Do you actually understand
your numbers?
Most people diagnosed with hypertension can't explain what either number means. That's where we start.
Whether you're holding your first prescription, Googling a parent's reading at midnight, or you've been on amlodipine for years — these are the answers your cardiologist meant to give you.
“What do the two numbers actually mean?”
Your blood pressure reading has two numbers separated by a slash. The top number — systolic — is the pressure inside your arteries when your heart beats. The bottom number — diastolic — is the pressure between beats, when your heart is resting.
Think of it like water pressure in a garden hose. Systolic is the pressure when you squeeze the handle. Diastolic is the pressure when you let go but the hose is still connected.
Neither number alone tells the full story. A reading of 142/88 means your heart is pushing at 142 when it contracts, and the residual pressure never drops below 88 at rest.
Blood Pressure Categories
Both numbers matter — elevated diastolic is just as important to address as elevated systolic.
“Is 140/90 really that bad if I feel completely fine?”
Hypertension is called the "silent killer" because it produces almost no symptoms until something serious happens — a heart attack, a stroke, kidney damage.
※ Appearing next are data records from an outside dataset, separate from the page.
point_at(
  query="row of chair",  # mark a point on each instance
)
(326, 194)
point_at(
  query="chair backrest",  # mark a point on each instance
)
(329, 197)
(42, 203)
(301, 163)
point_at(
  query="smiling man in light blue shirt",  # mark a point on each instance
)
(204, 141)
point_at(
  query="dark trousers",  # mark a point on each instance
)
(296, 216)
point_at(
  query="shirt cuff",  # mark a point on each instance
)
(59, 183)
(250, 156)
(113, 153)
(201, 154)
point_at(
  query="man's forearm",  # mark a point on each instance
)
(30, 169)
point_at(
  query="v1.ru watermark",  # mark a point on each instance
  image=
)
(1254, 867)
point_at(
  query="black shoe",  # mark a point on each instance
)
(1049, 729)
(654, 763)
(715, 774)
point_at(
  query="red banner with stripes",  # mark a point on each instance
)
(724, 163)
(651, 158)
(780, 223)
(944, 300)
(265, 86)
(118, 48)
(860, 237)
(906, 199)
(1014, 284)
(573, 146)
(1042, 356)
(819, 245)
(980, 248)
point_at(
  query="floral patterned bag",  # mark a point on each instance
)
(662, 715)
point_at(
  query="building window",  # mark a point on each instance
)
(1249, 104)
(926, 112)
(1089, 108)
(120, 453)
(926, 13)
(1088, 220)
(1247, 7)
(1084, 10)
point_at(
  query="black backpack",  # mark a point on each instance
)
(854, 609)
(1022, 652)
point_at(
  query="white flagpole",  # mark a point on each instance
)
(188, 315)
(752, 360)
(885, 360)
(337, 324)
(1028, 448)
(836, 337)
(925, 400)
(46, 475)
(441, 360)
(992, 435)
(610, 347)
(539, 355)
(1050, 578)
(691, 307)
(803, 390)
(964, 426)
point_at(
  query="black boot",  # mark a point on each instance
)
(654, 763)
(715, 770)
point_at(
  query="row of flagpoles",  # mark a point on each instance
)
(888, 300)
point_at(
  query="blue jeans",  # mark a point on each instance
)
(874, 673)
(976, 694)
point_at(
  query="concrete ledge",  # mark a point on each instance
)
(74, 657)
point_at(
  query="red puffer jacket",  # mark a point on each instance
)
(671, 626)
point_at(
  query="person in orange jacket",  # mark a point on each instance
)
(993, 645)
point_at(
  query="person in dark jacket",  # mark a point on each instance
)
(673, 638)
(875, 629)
Feeling fine is not evidence that your arteries are fine.
At 140/90, your arteries are under sustained pressure roughly equivalent to a garden hose with the valve partially closed. Over years, this damages the inner lining of blood vessels, accelerates plaque buildup, and quietly strains your heart.
The dangerous moment — a stroke, a heart attack — often arrives as the first symptom. The good news is that 140/90 is highly treatable. The better news is that you caught it.
Feeling fine is not a measurement. Your cuff is the only instrument that tells the truth.
“My reading is always higher at the doctor's office. Is that real?”
"White coat hypertension" is real and well-documented. For some people, the anxiety of a clinical setting genuinely raises blood pressure by 10–20 points — enough to push a normal reading into Stage 1 territory.
This is why home monitoring matters. A consistent log of morning readings (before coffee, before medication, after five minutes of sitting quietly) gives your doctor far more useful information than a single office reading.
That said, white coat hypertension still carries some cardiovascular risk compared to truly normal blood pressure. It's not a get-out-of-jail-free card — it's a reason to monitor more carefully.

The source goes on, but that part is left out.